Further, after encoding the word vector features by self-encoding to extract the hidden features of the word vector features, subsequently, when necessary, the hidden features are decoded to obtain the decoded second corpus. Specifically, in the process of big data processing, a large amount of original data can be encoded by a self-encoding structure to reduce the dimensionality and compression of the data, reduce the size of the corpus, facilitate data storage and improve data reading efficiency . When subsequent analysis of big data is required to extract the intelligence information implied by the data, the implicit feature may be decoded to obtain the decoded second corpus. For example, a shopping website must accumulate a large amount of user purchase data.
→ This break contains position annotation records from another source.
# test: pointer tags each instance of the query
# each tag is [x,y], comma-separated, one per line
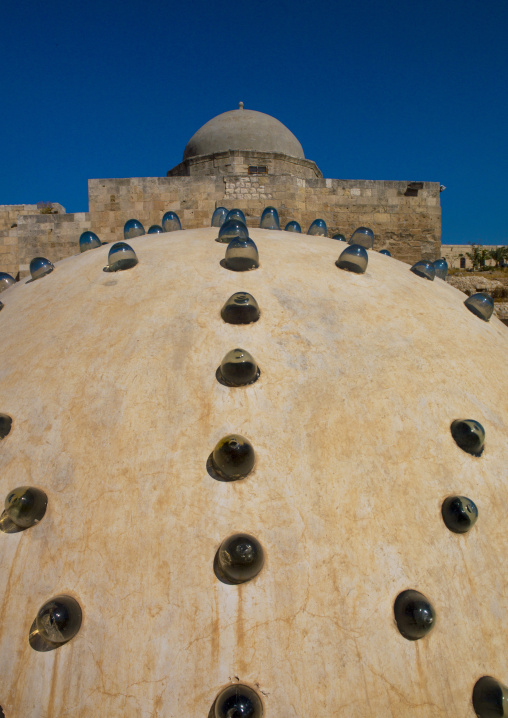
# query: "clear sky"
[395,90]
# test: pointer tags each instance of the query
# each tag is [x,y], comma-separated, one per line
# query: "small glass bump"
[269,219]
[363,236]
[414,615]
[239,559]
[59,619]
[171,222]
[121,256]
[230,229]
[233,458]
[133,228]
[241,308]
[241,255]
[441,268]
[469,435]
[353,259]
[88,240]
[238,368]
[318,228]
[424,269]
[481,305]
[219,217]
[5,425]
[236,214]
[459,514]
[6,281]
[490,698]
[25,506]
[238,701]
[39,267]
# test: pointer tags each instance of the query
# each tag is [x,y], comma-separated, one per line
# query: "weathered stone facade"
[409,226]
[254,172]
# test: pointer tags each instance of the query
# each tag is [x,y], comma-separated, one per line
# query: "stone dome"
[243,130]
[110,380]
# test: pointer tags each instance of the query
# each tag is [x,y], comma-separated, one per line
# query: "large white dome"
[110,380]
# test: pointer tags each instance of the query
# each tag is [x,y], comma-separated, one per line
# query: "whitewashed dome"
[111,383]
[243,130]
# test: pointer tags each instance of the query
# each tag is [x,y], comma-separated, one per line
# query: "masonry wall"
[409,226]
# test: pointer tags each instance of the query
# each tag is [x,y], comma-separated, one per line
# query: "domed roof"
[243,130]
[111,383]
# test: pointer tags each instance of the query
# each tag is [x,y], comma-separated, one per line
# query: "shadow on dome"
[424,269]
[236,214]
[318,228]
[238,368]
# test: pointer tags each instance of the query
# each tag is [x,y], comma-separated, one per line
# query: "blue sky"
[394,90]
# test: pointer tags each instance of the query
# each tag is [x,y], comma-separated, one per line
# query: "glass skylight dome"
[6,281]
[219,217]
[269,219]
[241,255]
[293,226]
[88,240]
In order to facilitate the storage and analysis of the data, the hidden characteristics of the large amount of data can be learned, and the user group needs to be analyzed later to learn the user's purchase When user information such as habits and preferences can be decoded, the hidden features obtained from a large amount of original user data can be decoded to obtain the decoded second corpus. Since the second corpus has undergone cluster analysis and compression, it can improve the The efficiency of corpus analysis and processing.
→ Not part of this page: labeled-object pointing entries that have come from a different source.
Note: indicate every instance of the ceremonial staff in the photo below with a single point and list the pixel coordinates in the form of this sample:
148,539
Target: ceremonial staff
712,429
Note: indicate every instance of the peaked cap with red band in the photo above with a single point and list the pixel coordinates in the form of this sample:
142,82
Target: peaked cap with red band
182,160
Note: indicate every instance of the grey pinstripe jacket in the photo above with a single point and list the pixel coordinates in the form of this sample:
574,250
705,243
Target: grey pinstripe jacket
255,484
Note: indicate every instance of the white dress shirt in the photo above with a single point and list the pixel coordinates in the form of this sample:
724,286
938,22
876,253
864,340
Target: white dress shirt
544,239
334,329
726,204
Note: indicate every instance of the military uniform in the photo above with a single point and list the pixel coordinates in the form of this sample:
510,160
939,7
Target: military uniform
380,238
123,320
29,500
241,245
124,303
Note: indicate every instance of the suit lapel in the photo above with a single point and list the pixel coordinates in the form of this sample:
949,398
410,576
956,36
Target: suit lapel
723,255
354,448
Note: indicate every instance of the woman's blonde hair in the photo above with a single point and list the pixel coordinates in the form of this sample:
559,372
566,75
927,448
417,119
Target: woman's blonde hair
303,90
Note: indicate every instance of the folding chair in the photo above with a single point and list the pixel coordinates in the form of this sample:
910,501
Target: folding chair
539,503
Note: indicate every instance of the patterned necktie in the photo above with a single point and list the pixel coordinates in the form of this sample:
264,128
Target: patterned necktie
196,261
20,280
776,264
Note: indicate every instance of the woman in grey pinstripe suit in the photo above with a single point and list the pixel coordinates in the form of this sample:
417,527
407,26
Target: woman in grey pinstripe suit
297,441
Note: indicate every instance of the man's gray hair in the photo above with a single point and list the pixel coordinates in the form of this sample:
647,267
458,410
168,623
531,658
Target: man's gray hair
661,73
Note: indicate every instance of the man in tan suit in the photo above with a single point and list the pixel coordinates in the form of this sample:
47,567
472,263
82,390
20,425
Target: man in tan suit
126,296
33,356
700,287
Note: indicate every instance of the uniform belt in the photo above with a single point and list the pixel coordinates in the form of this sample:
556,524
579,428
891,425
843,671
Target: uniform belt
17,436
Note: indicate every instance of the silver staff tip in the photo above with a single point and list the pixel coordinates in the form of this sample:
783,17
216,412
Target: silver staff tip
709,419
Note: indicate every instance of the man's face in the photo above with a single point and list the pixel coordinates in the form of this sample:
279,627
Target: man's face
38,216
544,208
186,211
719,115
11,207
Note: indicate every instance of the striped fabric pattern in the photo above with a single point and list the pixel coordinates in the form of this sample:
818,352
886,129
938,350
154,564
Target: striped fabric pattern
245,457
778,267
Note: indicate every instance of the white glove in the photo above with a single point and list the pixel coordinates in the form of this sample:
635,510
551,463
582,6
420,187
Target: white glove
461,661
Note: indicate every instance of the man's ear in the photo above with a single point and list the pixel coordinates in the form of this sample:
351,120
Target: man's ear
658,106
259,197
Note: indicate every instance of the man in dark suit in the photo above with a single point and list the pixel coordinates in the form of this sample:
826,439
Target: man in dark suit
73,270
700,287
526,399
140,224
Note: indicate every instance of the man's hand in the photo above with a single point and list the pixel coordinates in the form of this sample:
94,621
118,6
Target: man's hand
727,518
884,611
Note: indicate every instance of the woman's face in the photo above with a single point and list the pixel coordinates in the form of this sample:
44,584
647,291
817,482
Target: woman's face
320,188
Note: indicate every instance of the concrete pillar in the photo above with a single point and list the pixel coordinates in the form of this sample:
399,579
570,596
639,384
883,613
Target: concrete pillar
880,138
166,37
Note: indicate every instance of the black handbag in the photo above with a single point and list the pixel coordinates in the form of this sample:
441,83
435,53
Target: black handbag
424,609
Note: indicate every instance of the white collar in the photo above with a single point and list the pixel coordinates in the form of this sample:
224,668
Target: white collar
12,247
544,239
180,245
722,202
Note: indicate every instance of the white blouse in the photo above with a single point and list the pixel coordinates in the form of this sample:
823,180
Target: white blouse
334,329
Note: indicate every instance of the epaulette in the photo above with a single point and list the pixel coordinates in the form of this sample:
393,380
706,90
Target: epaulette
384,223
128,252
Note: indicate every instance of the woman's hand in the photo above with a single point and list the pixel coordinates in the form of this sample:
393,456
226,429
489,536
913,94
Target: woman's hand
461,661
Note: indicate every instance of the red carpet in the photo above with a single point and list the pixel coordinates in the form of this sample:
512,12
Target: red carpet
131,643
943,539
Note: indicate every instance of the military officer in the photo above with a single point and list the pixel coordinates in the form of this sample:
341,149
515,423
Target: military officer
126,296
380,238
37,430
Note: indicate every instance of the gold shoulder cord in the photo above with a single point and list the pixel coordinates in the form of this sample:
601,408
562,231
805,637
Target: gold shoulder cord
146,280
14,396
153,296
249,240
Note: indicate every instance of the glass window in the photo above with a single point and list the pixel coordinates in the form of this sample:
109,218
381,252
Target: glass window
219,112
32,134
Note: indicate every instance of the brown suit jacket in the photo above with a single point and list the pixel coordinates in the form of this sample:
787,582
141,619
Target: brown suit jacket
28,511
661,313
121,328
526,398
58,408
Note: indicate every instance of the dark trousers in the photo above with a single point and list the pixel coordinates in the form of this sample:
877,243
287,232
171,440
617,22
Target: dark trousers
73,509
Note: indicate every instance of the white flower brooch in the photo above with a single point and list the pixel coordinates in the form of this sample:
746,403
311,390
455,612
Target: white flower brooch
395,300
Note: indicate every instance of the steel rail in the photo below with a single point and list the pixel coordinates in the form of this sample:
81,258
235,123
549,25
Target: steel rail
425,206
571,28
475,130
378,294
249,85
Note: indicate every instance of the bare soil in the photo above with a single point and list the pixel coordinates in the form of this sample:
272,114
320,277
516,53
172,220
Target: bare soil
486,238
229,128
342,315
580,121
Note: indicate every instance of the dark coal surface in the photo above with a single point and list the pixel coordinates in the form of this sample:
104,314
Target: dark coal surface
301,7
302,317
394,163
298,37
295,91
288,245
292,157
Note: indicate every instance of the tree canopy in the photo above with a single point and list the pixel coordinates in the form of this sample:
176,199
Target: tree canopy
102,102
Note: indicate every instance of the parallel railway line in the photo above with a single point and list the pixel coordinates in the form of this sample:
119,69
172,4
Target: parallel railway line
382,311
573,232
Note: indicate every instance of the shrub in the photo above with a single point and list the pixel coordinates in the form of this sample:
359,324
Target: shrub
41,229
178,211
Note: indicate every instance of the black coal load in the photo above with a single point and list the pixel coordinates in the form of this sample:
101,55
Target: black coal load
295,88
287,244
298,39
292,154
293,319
The embodiments of the present application belong to the technical field of text classification. In the embodiments of the present application, when implementing hidden feature extraction, the first corpus is embedded into the first corpus to obtain the first corpus by acquiring the first corpus for implicit feature extraction. Convert to word vectors, extract the word vector features of the word vectors through a convolutional neural network, and then use an unsupervised algorithm to cluster the corpus description, and then encode the word vector features by self-encoding to extract the The hidden features of the predicate vector feature are used to reduce the dimension of the corpus data, so as to extract the hidden features of the corpus through unsupervised learning, which can improve the accuracy of subsequent learning modeling and overcome the amount of training data. influences.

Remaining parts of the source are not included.